Shelter has called for more "affordable, family-sized homes with adequately sized rooms, storage and outside space".
It has also recommended introducing a 10-year target on overcrowding.
The charity has urged the government to revise the 1935 statutory definition to reflect the Bedroom Standard, which has been used in research since the 1960s.
Shelter estimated that around 20,000 households in England would be considered overcrowded under the statutory definition, compared to 473,000 under the Bedroom Standard.
The power to change the standard is included in the Housing Act 2004, which was granted Royal assent in November last year.
Mr Sampson said: "Ministers must grasp the nettle and introduce a definition of overcrowding that reflects a modern understanding of the need for space and privacy."

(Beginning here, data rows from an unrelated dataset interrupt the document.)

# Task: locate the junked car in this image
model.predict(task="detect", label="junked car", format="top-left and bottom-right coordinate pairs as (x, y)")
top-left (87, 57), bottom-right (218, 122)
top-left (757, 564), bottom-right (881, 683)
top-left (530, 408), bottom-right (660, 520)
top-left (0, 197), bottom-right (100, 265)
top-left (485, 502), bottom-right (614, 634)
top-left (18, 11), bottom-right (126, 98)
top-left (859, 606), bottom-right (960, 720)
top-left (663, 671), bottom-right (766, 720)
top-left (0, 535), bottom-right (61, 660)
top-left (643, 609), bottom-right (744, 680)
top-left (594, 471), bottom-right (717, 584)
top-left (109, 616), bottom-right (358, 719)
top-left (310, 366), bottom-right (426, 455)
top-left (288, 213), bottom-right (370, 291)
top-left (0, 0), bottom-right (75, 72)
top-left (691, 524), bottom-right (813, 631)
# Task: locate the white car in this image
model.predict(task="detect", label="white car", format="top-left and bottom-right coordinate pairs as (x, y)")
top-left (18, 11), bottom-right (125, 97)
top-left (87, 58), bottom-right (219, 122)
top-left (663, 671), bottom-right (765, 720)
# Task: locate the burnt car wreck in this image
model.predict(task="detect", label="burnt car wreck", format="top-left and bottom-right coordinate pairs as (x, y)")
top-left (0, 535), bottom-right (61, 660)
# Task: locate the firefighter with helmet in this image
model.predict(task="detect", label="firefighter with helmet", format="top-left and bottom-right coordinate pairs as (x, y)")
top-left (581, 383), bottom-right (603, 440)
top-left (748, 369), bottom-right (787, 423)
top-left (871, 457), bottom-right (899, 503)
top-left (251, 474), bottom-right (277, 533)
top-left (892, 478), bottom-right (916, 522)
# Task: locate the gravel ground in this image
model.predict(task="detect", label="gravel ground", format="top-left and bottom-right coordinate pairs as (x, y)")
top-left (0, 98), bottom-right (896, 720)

Short-term, Shelter is urging an emergency programme of acquisitions in areas where there are acute housing shortages.
Little privacy 92%
Depression, anxiety or stress 86%
No room to play 84%
Children to fight 81%
Sleep disturbance 75
Can't have friends over 72%
Difficulties with daily routines 72%
Reading/homework to be more difficult 70%
Harm to children's health 68%
Illness to spread faster 68%
*Shelter's Full House survey
Additionally, it would like increased measures to discourage private owners from leaving houses empty.
Other recommendations include a review of the financial practices of housing providers and funders to ensure that funding and value-for-money criteria do not prevent larger homes being built.
For example, it says grants could be allocated "per bed" rather than "per unit".
Shelter sent out surveys to 2,788 households who were on local authority or registered social landlord transfer or waiting lists as a result of overcrowding, in seven areas.
These were: Luton, Leicester, Bradford and the London boroughs of Tower Hamlets, Hackney and Islington.